Pero volviendo a la paleoneurología, otro dato muy interesante que se obtiene de los estudios tomográficos es el detalle del oído interno de estos animales. El oído interno es un órgano blando que se aloja en una cavidad propia, muy próxima al cerebro. Está dividido en dos partes: una que se dedica a “escuchar” y transmite los sonidos al nervio auditivo; y otra que se dedica al equilibrio y balance del animal. Esta segunda parte está formada por tres tubitos membranosos rellenos de líquido, llamados canales semicirculares. Uno de estos tubitos es horizontal y paralelo al suelo, y es precisamente el que nos permite distinguir hacia donde es arriba y hacia donde abajo, por ejemplo luego de dar una vuelta carnero o de haber girado en forma descoordinada. Las marcas dejadas por los canales del oído interno en los huesos que lo protegían, permiten orientar la cabeza de los dinosaurios respecto del resto de su cuerpo y de la línea del suelo.

Midiendo la inteligencia

Los especialistas estiman el volumen del cerebro de un animal extinguido de dos formas complementarias: las imágenes tomográficas permiten hacer un primer cálculo. Luego, se puede obtener también una réplica sólida de la cavidad cerebral, sumergirla en agua, y en base al volumen de agua desplazada, se llega a conocer el volumen del cerebro. Así se sabe que el volumen de los cerebros dinosaurianos fue, en términos generales, mucho más grande que el de los reptiles y aves actuales: Giganotosaurus, por ejemplo, tenía un cerebro que ocupaba unos 250 cm3; otros carnívoros apenas llegaban a la tercera parte de este volumen. Un cocodrilo moderno tiene un cerebro de apenas 15 cm3, y las aves tienen cerebros de volumen muy variable, un avestruz puede alcanzar los 41 cm3, pero otras aves como la paloma alcanzan escasamente los 2 cm3.

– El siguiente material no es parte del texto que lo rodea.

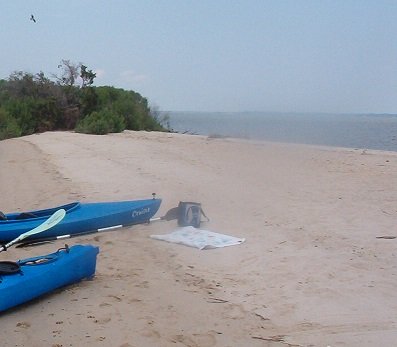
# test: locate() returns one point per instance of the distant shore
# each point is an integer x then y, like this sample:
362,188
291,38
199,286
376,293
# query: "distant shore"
364,131
314,269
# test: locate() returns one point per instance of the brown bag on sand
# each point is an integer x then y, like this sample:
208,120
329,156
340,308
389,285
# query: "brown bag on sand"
189,214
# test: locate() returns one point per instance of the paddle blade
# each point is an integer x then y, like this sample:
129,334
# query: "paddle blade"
47,224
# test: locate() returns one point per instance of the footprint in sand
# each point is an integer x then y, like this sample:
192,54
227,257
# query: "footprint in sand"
196,340
23,325
234,311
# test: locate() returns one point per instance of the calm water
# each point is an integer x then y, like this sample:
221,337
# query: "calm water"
341,130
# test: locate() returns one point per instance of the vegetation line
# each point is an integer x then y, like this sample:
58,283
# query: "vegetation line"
31,103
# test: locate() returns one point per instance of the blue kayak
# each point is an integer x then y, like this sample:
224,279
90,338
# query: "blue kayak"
80,218
36,276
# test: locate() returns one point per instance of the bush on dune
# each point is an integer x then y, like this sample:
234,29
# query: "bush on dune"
101,123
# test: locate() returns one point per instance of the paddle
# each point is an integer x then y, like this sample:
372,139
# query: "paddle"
170,215
47,224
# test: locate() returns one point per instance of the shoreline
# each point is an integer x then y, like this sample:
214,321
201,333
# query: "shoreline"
310,217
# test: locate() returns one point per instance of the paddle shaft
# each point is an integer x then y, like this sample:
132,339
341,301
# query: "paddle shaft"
53,220
170,215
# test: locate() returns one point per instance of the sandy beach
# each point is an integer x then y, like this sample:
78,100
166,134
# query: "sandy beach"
312,271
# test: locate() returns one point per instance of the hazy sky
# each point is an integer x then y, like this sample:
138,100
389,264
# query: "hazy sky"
216,55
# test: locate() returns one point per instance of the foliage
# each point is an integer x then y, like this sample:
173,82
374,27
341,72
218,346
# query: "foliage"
100,123
33,103
8,126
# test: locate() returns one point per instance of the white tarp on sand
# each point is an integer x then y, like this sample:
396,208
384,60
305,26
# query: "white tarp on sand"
198,238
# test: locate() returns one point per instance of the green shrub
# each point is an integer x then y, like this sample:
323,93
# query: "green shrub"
8,126
101,123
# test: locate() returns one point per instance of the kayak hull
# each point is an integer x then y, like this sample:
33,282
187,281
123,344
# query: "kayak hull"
43,274
79,218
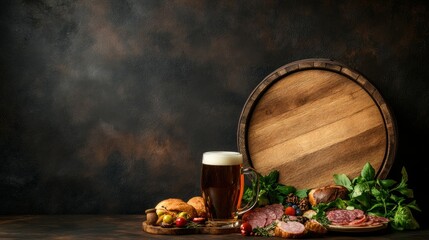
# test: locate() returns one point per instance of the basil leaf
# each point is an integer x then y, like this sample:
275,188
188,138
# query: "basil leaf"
343,180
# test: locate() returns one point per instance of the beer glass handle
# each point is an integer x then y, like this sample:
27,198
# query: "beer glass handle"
254,177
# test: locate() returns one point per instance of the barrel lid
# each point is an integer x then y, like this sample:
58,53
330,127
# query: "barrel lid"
313,118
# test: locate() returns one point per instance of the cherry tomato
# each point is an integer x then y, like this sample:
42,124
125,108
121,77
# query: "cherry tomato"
290,211
246,229
198,220
180,222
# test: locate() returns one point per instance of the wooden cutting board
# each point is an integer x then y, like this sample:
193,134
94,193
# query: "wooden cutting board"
314,118
184,231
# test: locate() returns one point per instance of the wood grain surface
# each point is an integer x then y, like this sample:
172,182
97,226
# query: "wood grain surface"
314,118
184,231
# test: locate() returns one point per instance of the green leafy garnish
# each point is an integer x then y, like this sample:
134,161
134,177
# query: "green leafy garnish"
271,191
381,197
267,231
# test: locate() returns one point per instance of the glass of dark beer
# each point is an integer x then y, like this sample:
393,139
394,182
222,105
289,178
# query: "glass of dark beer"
222,185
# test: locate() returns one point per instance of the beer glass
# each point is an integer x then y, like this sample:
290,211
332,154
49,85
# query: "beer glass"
222,185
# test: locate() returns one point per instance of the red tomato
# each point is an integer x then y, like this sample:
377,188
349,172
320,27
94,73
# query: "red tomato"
180,222
290,211
246,229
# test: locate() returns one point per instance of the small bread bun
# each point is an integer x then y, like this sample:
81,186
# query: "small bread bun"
327,194
315,228
176,205
198,203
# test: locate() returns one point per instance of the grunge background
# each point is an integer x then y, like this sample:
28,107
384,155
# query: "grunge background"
107,106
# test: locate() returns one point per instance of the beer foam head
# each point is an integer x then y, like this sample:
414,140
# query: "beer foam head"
222,158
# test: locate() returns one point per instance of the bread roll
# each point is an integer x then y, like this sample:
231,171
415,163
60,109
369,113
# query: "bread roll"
327,194
198,203
175,206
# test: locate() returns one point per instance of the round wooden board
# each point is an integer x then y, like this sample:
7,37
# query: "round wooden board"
314,118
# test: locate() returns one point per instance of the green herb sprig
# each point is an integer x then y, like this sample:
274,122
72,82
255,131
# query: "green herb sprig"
381,197
271,191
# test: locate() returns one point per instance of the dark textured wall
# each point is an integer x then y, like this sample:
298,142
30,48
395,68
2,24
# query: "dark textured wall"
107,106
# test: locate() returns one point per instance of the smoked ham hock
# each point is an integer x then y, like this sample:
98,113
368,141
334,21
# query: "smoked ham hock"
327,194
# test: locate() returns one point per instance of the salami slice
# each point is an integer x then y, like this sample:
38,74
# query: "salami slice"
290,229
278,209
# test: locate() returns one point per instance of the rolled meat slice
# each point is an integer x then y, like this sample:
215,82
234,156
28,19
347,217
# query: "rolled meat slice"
290,229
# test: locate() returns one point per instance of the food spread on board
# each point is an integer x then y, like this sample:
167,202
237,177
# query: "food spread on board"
362,204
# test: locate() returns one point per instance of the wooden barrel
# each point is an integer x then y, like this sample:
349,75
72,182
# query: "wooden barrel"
314,118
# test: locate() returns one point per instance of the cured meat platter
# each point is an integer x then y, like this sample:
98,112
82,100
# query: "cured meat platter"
313,118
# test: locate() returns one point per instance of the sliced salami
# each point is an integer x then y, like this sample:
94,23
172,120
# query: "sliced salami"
290,229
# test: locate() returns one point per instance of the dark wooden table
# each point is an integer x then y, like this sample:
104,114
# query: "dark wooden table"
130,227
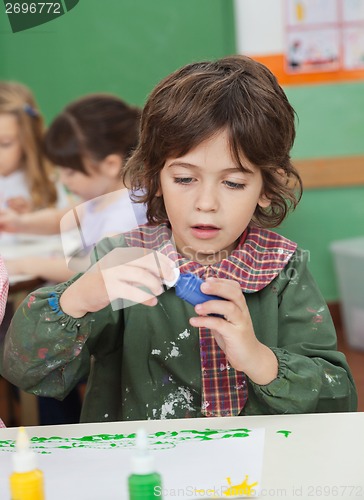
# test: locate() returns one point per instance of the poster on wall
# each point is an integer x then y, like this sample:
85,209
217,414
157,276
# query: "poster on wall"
324,35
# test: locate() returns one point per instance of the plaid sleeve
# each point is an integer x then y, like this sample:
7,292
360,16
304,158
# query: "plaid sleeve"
4,287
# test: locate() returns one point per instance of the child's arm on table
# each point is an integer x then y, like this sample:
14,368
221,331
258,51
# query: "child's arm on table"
47,268
47,347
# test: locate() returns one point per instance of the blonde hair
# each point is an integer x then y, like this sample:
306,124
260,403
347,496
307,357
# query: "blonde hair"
17,99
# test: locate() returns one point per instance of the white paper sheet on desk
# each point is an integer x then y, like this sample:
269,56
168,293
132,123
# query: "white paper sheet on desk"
193,464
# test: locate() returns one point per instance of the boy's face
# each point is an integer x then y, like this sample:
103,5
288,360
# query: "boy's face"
11,152
208,200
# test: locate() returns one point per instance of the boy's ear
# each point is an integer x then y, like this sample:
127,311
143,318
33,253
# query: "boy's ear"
111,165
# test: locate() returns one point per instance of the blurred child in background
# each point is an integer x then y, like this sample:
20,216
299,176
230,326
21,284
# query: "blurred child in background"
4,287
90,141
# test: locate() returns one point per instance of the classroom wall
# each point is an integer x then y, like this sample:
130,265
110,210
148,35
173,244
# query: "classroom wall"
126,47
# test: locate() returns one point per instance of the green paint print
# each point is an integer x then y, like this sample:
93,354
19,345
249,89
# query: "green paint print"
159,440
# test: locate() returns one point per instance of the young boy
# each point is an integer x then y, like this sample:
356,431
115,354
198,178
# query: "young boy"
214,163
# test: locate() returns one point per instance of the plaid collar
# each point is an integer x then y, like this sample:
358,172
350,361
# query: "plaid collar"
258,258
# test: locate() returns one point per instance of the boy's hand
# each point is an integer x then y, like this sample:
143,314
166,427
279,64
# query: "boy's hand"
234,332
126,273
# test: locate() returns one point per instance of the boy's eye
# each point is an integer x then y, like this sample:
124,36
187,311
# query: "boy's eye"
183,180
234,185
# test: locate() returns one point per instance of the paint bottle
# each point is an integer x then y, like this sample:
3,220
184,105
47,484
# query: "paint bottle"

Cabe ahora preguntarnos: ¿podemos hablar de dinosaurios más y menos inteligentes en base al tamaño de su cerebro? “No es posible hacer una relación directa entre el tamaño del cerebro y la inteligencia del animal, no existe ningún tipo de regla que los vincule. –responde Paulina Carabajal– Si comparamos el cerebro del tiranosaurio, que es enorme, con el de un dromeosáurido, que es mucho más chico, diríamos que el tiranosaurio era mucho más inteligente, pero este razonamiento no tiene fundamento científico. Lo que hacemos es calcular un índice que relaciona el tamaño del cerebro con el tamaño corporal. Se llama índice de encefalización, y de algún modo, mide la inteligencia del animal. Giganotosaurus tiene un índice de 1,4; los dinosaurios avianos y Archaeopteryx índices de 3 o más, y las aves actuales, alrededor de 5,8. Resulta claro que, los dinosaurios que dieron origen a las aves poseían cerebros grandes en relación a su tamaño corporal, y habrían sido más inteligentes, al menos respecto de la complejidad de comportamientos que tendrían. En todo caso, la paleoneurología de los dinosaurios está todavía en pañales. A medida que se hagan más estudios en dinosaurios de otras partes del mundo, y también en aves y reptiles actuales, vamos a tener muchos más elementos para poder comparar y darnos una mejor idea de cómo habrían sido el sistema nervioso y los sentidos en estos animales extintos.”